Filli Su Saati
El-Cezeri,öncülerinden daha iyi tasarlanmış,daha verimli ve daha yüksek kapasiteli makineler gelişrirmek istemekteydi.Bu açıdan bakıldığında saatin görüntüsü ihtişam duygusu uyandırmakla beraber,temel özelliği gibi delik bir kasenin düşey batması yerine,ağzı etrafında çevrilerek bir saatlik çevrimin tamamlanmasıdır.Bu özellik zaman ölçüm sisteminin kalbini oluşturur.
Delikli kase,filin karnına yerleştirilen bir su tankının içinde yüzmekteydi.Suyla dolan kap yavaşça batarak yana yatmakta,bu esnada da kendisine bağlı üç ipi çekmekteydi.Bu üç ip,teker teker bırakılan otuz tane topu,ejderlerin hareketini ve kendi etrafında dönen katip figürünü kontrol eden mekanizmaları harekete geçirmekteydi.
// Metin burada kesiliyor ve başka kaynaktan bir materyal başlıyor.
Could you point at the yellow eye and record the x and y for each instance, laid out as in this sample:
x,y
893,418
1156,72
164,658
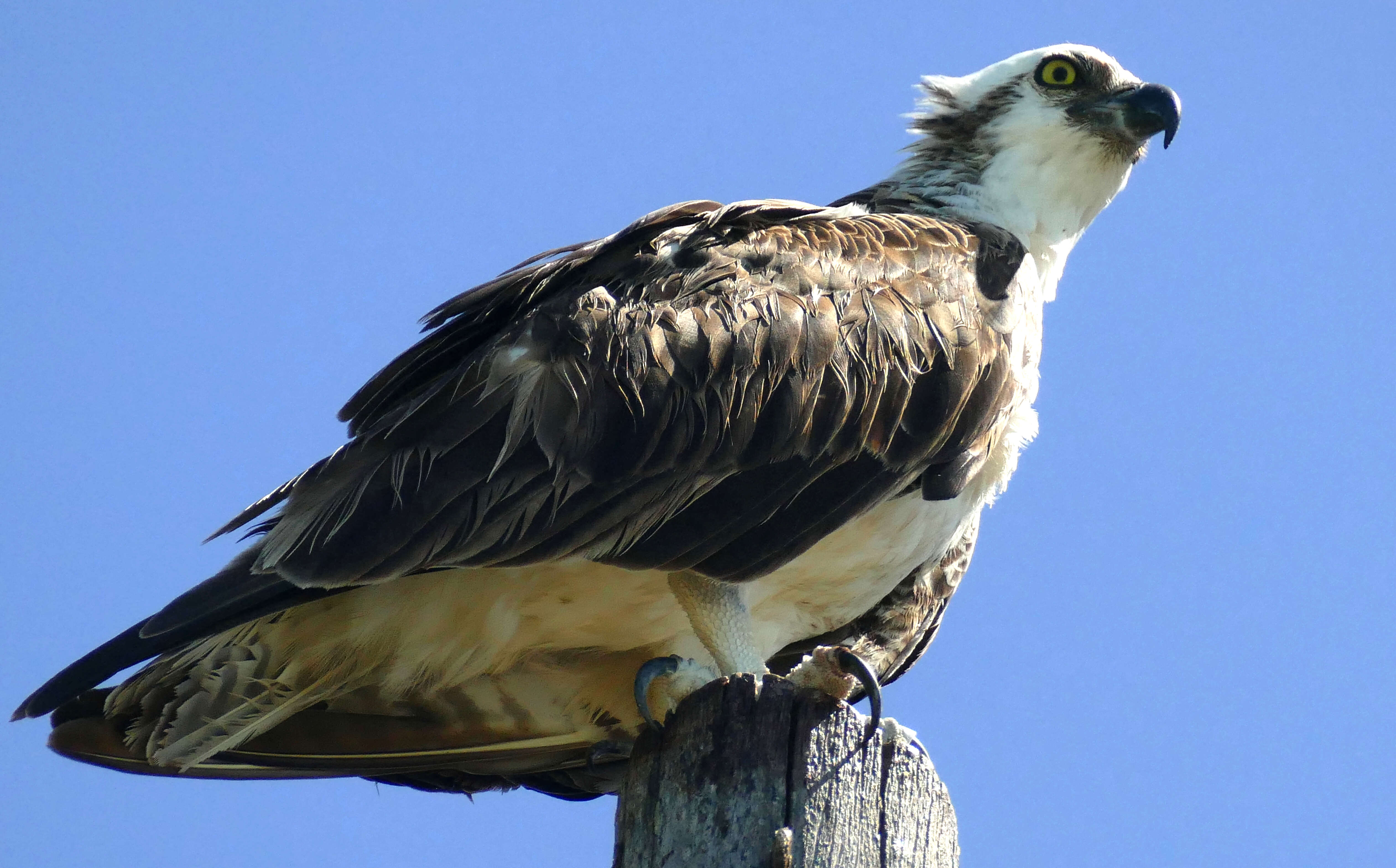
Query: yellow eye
x,y
1057,73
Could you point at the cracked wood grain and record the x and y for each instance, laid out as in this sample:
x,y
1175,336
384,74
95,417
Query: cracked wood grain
x,y
780,778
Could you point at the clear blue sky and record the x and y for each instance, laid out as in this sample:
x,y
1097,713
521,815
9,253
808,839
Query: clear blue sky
x,y
1176,645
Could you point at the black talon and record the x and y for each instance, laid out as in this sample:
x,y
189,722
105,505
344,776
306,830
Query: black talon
x,y
648,672
608,751
858,668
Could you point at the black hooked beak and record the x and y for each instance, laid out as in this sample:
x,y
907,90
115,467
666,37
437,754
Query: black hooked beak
x,y
1141,112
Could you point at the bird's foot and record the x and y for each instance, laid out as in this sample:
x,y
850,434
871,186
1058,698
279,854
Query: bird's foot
x,y
605,753
664,682
838,672
895,733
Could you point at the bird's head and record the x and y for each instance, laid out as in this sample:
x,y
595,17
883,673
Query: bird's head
x,y
1039,143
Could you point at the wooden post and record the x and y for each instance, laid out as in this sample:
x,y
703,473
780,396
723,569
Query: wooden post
x,y
780,778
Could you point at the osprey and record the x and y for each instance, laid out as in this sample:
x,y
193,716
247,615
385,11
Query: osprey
x,y
728,439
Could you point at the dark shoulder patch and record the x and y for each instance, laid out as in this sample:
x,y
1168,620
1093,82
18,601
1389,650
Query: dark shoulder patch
x,y
1000,255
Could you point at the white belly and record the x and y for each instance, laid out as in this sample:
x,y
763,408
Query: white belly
x,y
454,626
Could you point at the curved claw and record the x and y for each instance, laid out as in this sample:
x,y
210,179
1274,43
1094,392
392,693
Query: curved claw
x,y
606,751
648,672
858,668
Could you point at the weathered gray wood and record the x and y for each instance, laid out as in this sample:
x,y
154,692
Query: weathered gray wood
x,y
780,778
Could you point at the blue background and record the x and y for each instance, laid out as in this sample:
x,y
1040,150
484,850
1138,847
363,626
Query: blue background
x,y
1174,647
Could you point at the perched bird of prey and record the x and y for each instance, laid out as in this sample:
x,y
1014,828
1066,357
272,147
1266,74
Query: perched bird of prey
x,y
726,439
El-Cezeri’nin dehası,çevrim süresinin kasenin dibindeki delikle hassas ayarlanabilmesinde yatar.Kasenin dolması,batması ve yeni bir çevrimin başlaması tam yarım saat sürer.Kase dibe battığında kuş sesine benzeyen,flüt gibi bir ses çıkarmakta,Zümrüdüanka kuşu kendi etrafında dönmekteydi.Bu esnada serbest kalan bir top,Selahattin Eyyubi figürünün arkasındaki kadranı çevirmekteydi.Sağa ya da sola doğru dönen Selahattin Eyyubi,bu hareketiyle hangi şahinin hangi topu bırakacağına karar vermektedir.Şahinin bıraktığı,ağzına düşen topun ağırlığıyla aşağı inen ejder,topu fil bakıcısının arkasındaki vazonun içine bırakmaktaydı.Bu,fil bakıcısının kolunu hareket ettiriyordu ve topun vazoya girmesiyle bir zil sesi duyulmaktaydı.Selahattin Eyyubi’nin yukarısındaki kadranda yarım saatte bir yarıya kadar dolan daireler saati göstermekteydi.Bu hareketler serisi,yarım saatte bir tekrarlanarak devam etmekteydi.
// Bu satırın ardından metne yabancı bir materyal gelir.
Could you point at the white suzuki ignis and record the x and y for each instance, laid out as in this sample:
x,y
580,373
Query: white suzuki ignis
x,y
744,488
Saatin sabah ve akşam günde iki kere kurulması gerekecekti.Bunun için,otuz metal topun ilk yerlerine geri getirilmesi,ayrıca,gece ve gündüz uzunluğunun günbegün değişmesi sebebiyle bir “saat” denilen süre farklılığı gösterdiğinden,su seviyesinin korunması gerekiyordu.